В открытые окна с улицы протекли сиреневые сумерки. Вано, тяжелый, широкий, округлый с неизменным добродушным выражением лица, прошел вдоль стены, зажигая светильники. На эстрадке заканчивали разминаться музыканты. Звуки долетали до столика и будоражили память. Они взглянули друг на друга: "Помнишь?" Отчего-то стало очень грустно. Первый танец... Алика взяла его за руку. Танцевали молча. А когда стало невыносимо грустно, не дожидаясь, когда замолкнет музыка, вышли на улицу. Он проводил ее до калитки. Возможность выбора еще оставалась. Можно было бы и войти, но он знал себя и понимал, что в таком случае с клоном ему уже не увидеться. Из двух свиданий выбирают более значимое. Грустно, но это не свидание с Аликой. Да и нужна ли эта близость, если то, что будет дальше - разведет их. Ему – да, а ей? Но вот память о себе, что-то красивое и нежное… Лирическое.
Лирика - это нежные слова и цветы. По части нежных слов Конкордатс был не мастак. А цветы... Что ж... Цветы - это можно. И нужно. Ведь он так и не сказал ей тех слов, которые она ожидала от него услышать. Ни разу. Да - цветы. Он принесет их под покровом ночной тьмы... Чтобы не переться с ними на виду всего Сиита, словно влюбленный баран. Оно и ко времени будет... Сегодня, перед тем, как идти к клону, принести ей цветы и положить на подоконник. Тихо, не объявившись.

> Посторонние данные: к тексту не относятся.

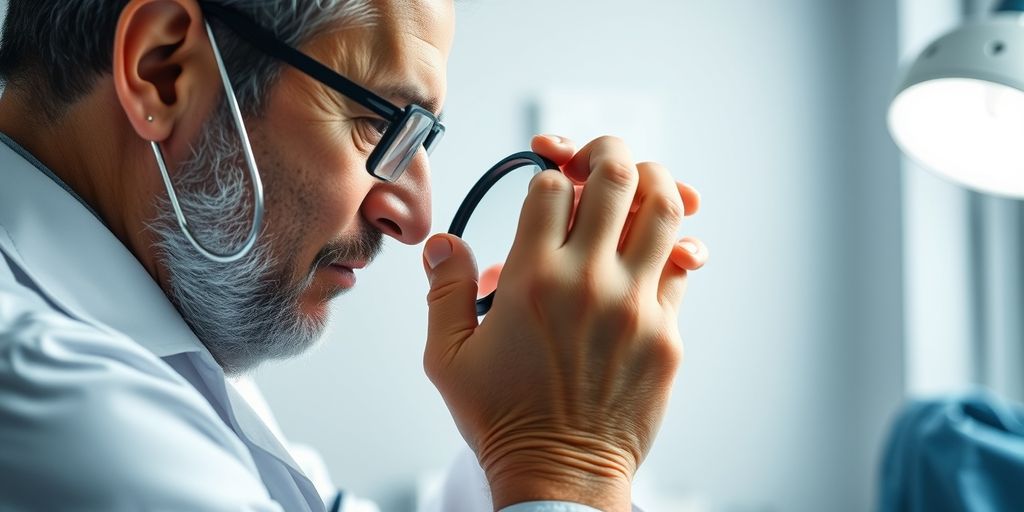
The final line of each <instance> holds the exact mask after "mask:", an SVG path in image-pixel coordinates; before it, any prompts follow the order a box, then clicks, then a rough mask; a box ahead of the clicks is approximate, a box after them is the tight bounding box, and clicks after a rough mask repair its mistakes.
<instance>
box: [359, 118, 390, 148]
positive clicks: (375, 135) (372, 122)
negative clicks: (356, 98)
mask: <svg viewBox="0 0 1024 512" xmlns="http://www.w3.org/2000/svg"><path fill="white" fill-rule="evenodd" d="M358 121H359V125H360V126H362V127H365V129H366V130H367V131H368V133H367V138H368V140H370V141H371V142H373V143H377V142H379V141H380V139H381V137H383V136H384V131H385V130H387V127H388V122H387V121H384V120H383V119H380V118H358Z"/></svg>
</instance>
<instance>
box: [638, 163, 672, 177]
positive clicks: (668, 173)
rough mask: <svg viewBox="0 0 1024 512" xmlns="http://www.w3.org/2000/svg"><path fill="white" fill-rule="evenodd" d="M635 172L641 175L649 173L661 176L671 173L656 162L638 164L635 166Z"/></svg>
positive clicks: (669, 174) (668, 174) (668, 175)
mask: <svg viewBox="0 0 1024 512" xmlns="http://www.w3.org/2000/svg"><path fill="white" fill-rule="evenodd" d="M637 170H639V171H640V172H641V173H651V174H662V175H666V176H669V175H671V174H672V173H671V172H669V168H668V167H665V166H664V165H662V164H659V163H657V162H640V163H639V164H637Z"/></svg>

Но где их взять? В Сиите многие выращивают цветы. Он перебрал в уме несколько имен. Нет, ни один вариант не подходил: или далеко, или пропажа будет слишком заметна, поскольку нарушит композицию. И вдруг его словно осенило: Ерофеич! У него, конечно, клумб не водилось - только грядки с огородиной, но кусты сирени в огороде росли: она ведь ухода не требует, а "душевную радость" приносит. Сирень - то, что нужно: ярко, свежо, нарядно! И ущерб не так велик, чтобы из-за него поднимать скандал и начинать розыск злоумышленника. Да и, скорей всего, пропажа останется незамеченной.
Ночная тьма уже сгустилась над Сиитом. Конкордатс бесшумно перемахнул через ограду: просить об одолжении этого бурбона он не собирался. Да и вообще, он не привык просить, а тем более объяснять причины своей просьбы. Тем более, что в данном случае был особый смак в том, чтобы ободрать Ерофеичеву сирень тайком! Оглянулся на дом: свет едва теплился в дальнем окне. Если и услышит - не успеет. Вот она и сирень: запах, густой и дурманный, опьянил Конкордатса. Он вынул кинжал и принялся срубать ветки, которые падали к ногам тяжелыми, беззвучными тенями.
- Что ж ты делаешь, басурманин!? - Внезапно раздалось от дома.
Конкордатс вполголоса выругался. На крыльце стоял Ерофеич. Беломорина, которую он потянул тотчас после этой реплики, ярко засветилась и даже пустила искру, обозначив его лицо снизу неестественно и резко. Конкордатс перестал рубить. Положение было наиглупейшее...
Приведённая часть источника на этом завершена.